Bruce Willis has seen more than his share of actors blasting one weapon or another in his long career as an action star. But the sight of his Red co-star Helen Mirren gleefully firing round after round from handguns and assault rifles was something of a revelation.

"She makes shooting guns look so much better than anybody I've ever seen," Willis said during a recent visit to Toronto to promote the film, which opened Friday.

Based on writer Warren Ellis and artist Cully Hamner's three-issue comic book miniseries of the same name, Red tells the story of a retired CIA black-ops agent who must put together his old team to uncover who is behind a plot to kill him.

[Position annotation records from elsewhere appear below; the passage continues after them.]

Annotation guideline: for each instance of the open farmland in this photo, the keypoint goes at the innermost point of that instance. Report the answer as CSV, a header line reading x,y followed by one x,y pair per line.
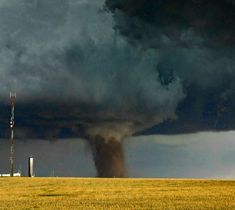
x,y
78,193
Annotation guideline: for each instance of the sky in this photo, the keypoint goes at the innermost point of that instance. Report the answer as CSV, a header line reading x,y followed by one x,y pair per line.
x,y
201,155
110,70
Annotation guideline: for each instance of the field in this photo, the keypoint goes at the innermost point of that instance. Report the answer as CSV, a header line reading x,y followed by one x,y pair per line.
x,y
78,193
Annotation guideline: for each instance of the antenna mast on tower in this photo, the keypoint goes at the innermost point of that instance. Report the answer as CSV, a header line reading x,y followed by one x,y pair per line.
x,y
12,124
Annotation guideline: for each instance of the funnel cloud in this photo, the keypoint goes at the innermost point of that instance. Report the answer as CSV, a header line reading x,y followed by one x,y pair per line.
x,y
106,70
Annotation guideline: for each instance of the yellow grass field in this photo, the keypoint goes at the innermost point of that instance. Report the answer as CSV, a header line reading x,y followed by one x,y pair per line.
x,y
79,193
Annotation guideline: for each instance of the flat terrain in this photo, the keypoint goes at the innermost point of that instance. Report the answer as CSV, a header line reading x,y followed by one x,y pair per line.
x,y
76,193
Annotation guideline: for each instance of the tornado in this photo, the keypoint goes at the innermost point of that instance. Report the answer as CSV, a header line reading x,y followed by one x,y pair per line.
x,y
105,70
108,157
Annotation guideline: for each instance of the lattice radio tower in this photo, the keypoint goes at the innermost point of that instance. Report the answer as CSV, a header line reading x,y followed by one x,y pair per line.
x,y
12,124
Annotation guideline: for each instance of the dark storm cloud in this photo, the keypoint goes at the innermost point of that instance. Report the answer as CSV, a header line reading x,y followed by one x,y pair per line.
x,y
106,73
74,75
70,68
179,22
196,40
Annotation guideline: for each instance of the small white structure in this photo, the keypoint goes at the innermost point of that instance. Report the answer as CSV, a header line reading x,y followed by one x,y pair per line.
x,y
8,175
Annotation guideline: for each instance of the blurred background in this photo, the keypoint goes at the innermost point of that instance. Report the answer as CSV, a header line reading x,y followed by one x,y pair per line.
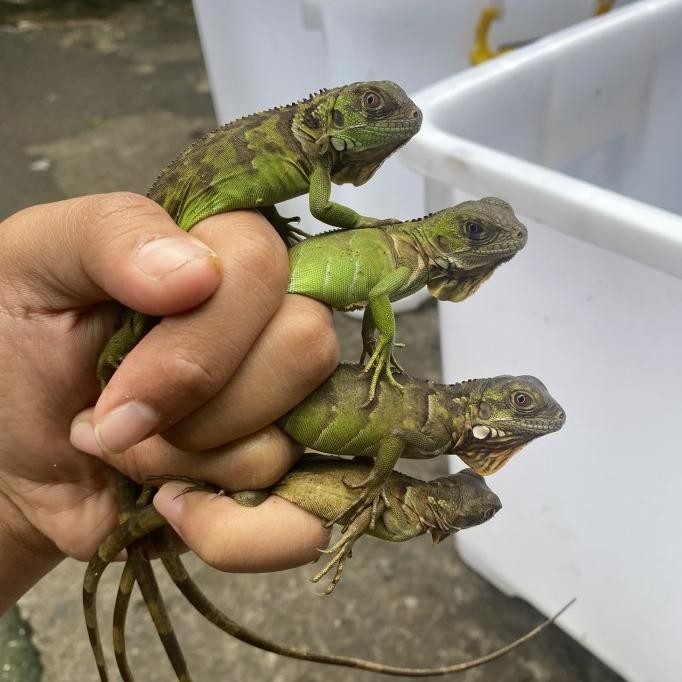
x,y
99,95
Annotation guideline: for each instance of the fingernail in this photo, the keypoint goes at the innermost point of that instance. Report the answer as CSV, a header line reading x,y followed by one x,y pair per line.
x,y
124,426
162,256
82,437
170,503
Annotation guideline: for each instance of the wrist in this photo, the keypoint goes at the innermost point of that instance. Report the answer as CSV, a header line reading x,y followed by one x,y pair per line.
x,y
26,555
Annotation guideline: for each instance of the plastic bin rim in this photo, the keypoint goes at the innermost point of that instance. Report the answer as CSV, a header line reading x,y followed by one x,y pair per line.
x,y
639,231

While the movie boasts plenty of action, it is the cast of heavyweights - including not only Willis and Mirren but Morgan Freeman, Richard Dreyfuss and John Malkovich - that will likely be the biggest draw for audiences. Most of those actors didn't sign up for the film, which Willis has been working to get made for years, until just a few months before shooting began.

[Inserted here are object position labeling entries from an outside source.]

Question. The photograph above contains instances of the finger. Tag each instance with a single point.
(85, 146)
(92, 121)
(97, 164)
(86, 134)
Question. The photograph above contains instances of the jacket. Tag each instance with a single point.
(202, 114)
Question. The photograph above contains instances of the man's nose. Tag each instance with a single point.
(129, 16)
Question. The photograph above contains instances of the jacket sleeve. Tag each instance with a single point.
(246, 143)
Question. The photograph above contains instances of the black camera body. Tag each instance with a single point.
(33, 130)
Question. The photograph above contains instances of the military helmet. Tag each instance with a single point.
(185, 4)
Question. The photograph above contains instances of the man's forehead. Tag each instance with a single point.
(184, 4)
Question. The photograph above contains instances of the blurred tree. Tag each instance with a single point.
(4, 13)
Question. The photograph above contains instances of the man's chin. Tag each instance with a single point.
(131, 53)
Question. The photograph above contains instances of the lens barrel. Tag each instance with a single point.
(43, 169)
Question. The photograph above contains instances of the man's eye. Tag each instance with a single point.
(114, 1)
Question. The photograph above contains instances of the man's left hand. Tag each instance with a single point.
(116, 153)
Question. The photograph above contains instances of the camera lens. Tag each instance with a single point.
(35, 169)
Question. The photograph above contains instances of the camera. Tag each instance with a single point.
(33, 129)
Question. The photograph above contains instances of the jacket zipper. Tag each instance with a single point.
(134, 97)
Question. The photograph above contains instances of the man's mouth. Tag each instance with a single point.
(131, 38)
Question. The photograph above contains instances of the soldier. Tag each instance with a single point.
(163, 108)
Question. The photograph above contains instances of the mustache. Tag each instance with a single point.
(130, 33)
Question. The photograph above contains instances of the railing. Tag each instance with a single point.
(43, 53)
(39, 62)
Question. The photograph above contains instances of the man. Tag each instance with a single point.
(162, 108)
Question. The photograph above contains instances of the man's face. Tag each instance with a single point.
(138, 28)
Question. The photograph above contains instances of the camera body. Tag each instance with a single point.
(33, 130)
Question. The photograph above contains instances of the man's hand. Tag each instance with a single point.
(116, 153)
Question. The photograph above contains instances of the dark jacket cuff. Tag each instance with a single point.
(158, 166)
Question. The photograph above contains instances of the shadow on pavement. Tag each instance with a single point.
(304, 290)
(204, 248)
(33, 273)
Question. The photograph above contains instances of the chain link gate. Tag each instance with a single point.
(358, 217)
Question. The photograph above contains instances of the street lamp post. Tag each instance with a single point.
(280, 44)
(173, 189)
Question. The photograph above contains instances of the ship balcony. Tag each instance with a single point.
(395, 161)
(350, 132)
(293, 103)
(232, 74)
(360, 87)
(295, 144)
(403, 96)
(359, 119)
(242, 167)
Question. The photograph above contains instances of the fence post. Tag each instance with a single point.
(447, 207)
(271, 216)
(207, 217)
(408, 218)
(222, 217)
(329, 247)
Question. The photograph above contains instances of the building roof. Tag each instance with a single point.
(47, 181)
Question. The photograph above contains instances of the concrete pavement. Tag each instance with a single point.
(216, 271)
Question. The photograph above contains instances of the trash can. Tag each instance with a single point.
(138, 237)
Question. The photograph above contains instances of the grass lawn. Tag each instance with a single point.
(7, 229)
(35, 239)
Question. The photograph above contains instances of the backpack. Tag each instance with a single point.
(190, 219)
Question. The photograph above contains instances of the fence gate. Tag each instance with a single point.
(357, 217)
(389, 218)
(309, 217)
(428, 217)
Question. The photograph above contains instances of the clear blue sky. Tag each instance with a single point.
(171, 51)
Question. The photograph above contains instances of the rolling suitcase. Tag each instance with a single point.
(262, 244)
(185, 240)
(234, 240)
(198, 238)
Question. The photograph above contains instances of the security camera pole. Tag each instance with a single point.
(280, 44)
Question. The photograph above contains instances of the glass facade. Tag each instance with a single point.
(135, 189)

"It was a great surprise, and the scale of the film became obviously much larger," Willis says.

Jumping from one U.S. city to another, the film, largely shot in Toronto, also does its best to leap from genre to genre. Its mix of humour, action and romance is what attracted him to the story, Willis says.

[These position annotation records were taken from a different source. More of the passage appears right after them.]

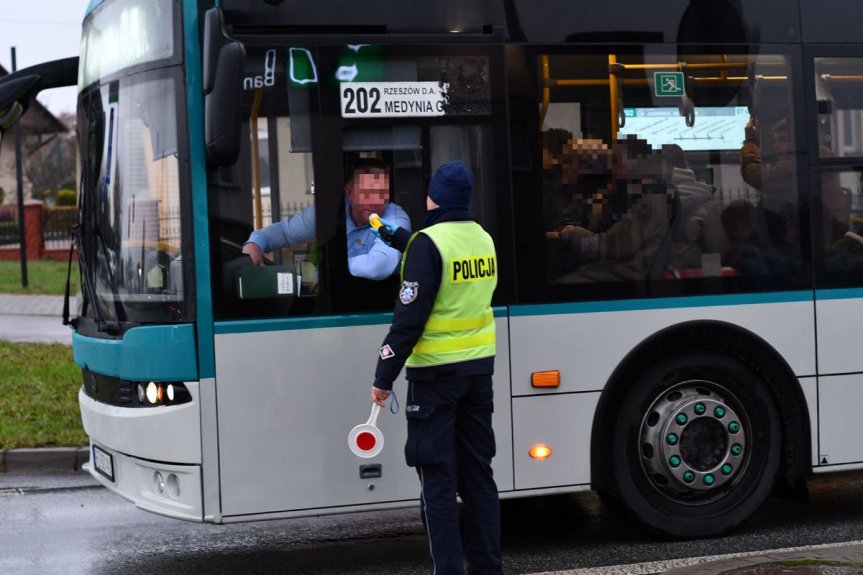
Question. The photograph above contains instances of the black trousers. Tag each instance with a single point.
(451, 444)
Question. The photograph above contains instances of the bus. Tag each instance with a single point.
(674, 191)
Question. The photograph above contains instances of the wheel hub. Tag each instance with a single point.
(693, 442)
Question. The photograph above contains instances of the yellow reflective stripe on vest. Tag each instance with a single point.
(459, 323)
(444, 345)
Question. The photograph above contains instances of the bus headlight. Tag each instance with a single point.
(153, 392)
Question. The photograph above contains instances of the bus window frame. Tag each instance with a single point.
(623, 290)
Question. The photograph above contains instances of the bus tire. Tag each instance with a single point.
(696, 446)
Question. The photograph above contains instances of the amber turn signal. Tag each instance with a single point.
(540, 451)
(545, 378)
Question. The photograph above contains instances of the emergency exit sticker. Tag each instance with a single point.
(285, 283)
(393, 99)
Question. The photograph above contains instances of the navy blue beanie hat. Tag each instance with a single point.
(451, 186)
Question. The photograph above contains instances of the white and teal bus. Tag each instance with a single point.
(678, 337)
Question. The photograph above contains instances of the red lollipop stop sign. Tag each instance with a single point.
(366, 440)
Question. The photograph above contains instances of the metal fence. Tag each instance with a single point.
(8, 225)
(57, 225)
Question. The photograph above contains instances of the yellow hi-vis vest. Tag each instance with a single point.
(461, 324)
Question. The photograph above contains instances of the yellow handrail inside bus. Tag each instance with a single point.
(612, 92)
(546, 92)
(256, 160)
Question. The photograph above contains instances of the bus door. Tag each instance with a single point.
(836, 105)
(297, 339)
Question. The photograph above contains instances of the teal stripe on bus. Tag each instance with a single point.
(92, 6)
(197, 168)
(843, 293)
(661, 303)
(158, 352)
(252, 326)
(285, 324)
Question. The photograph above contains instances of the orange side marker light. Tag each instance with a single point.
(545, 378)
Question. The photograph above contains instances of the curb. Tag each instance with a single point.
(68, 459)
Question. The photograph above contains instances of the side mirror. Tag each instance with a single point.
(224, 60)
(18, 89)
(15, 96)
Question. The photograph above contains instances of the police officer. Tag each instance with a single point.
(443, 331)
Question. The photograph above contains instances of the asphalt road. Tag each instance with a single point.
(62, 524)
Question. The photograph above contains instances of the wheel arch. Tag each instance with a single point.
(724, 338)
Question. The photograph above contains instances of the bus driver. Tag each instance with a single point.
(367, 192)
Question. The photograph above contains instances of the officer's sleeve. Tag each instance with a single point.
(421, 282)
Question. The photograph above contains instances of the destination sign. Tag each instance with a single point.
(393, 99)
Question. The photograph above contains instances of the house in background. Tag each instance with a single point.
(38, 127)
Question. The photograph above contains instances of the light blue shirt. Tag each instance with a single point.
(368, 256)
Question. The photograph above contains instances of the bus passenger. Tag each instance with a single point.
(636, 205)
(700, 230)
(443, 331)
(367, 192)
(775, 180)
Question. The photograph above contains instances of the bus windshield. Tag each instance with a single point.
(130, 225)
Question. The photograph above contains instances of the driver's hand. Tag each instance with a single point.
(253, 251)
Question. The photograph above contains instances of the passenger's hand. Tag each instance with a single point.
(386, 230)
(254, 252)
(751, 130)
(380, 396)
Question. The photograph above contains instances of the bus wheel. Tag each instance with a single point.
(696, 445)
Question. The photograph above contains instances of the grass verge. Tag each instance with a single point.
(44, 277)
(39, 396)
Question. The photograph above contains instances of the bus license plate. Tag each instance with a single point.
(104, 462)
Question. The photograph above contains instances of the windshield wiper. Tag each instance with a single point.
(113, 327)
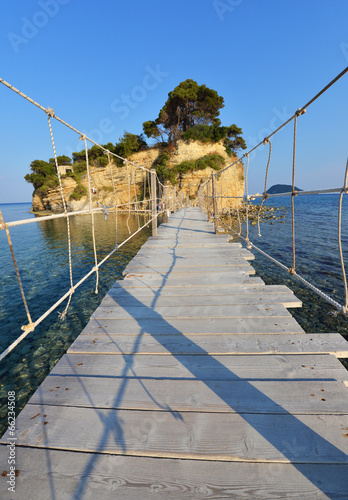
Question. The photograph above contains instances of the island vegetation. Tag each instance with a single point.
(191, 113)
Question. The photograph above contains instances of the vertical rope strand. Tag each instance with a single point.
(292, 270)
(29, 327)
(62, 315)
(344, 190)
(267, 140)
(236, 194)
(115, 197)
(247, 199)
(96, 269)
(128, 179)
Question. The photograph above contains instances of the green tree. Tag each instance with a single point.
(42, 171)
(129, 144)
(187, 106)
(62, 160)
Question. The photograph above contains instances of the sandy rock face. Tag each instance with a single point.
(130, 180)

"It was a pretty ambitious script. You could have just made the film about the romantic comedy aspect of it. You could have just made it an action movie. You could have just made it a buddy film," he says. "But they tried to put all those things in it."

At a mere 66 pages, much had to be added to the story in order to adapt the comic into a feature-length film, Willis says. Part of that fleshing out process included adding more humour to the comic's serious, darker tone.

While Willis has acted in all of the genres blended here, Red presented him with a rare opportunity to work with an ensemble cast.

"I've never really worked in a cast with that many actors who were in a couple of big scenes together," he says. And while Willis is the action-movie veteran of the group, he didn't need to share advice on how to handle explosions or take down bad guys with his cast mates.

"It just wouldn't have seemed appropriate to offer anybody any tips in that club. They're pro, veteran actors," he says.

And with few exceptions, such as Mary-Louise Parker, who plays Willis's love interest, and Karl Urban, who plays a CIA agent out to bring down Willis, most of the cast are well into their later years. The film happily plays up the idea of a group of retirees - the title is an acronym for "Retired: Extremely Dangerous" - out to kick some butt.

"There is a retirement motif in the film," Willis says.

At 55, Willis may be getting on in years, but doesn't mind his character being called "grandpa," as he is in several scenes, including one rollicking fight scene with Urban. "You can't take yourself seriously," he says.

That could very well be the motto for Red, which revels in a type of cartoon violence that is just this side of a Wile E. Coyote episode. Scenes such as the one in which Malkovich shoots a bullet that hits a rocket-propelled grenade right on the nose in close-up, or Morgan Freeman beating Richard Dreyfuss into submission, are clearly meant for comic relief.

Willis has also been showing his comedic side in his role as spokesman for Sobieski, a Polish vodka. In one commercial for the brand he says, "No, I'm not just an action hero with rugged good looks and some singing ambitions." In another, he pokes fun at himself by asking, "What the heck does Bruce Willis know about making vodka? Nothing."



But getting a laugh, whether in those commercials or in a movie, isn't easy, Willis says. In fact, it's much more difficult than having to punch out bad guys or do stunt scenes.

"It's the hardest part. Anybody could flop on the floor. If you have not enough sense in your head, you can jump off anything high and land on the floor and go, 'Yeah, how was that?' But trying to be funny is difficult."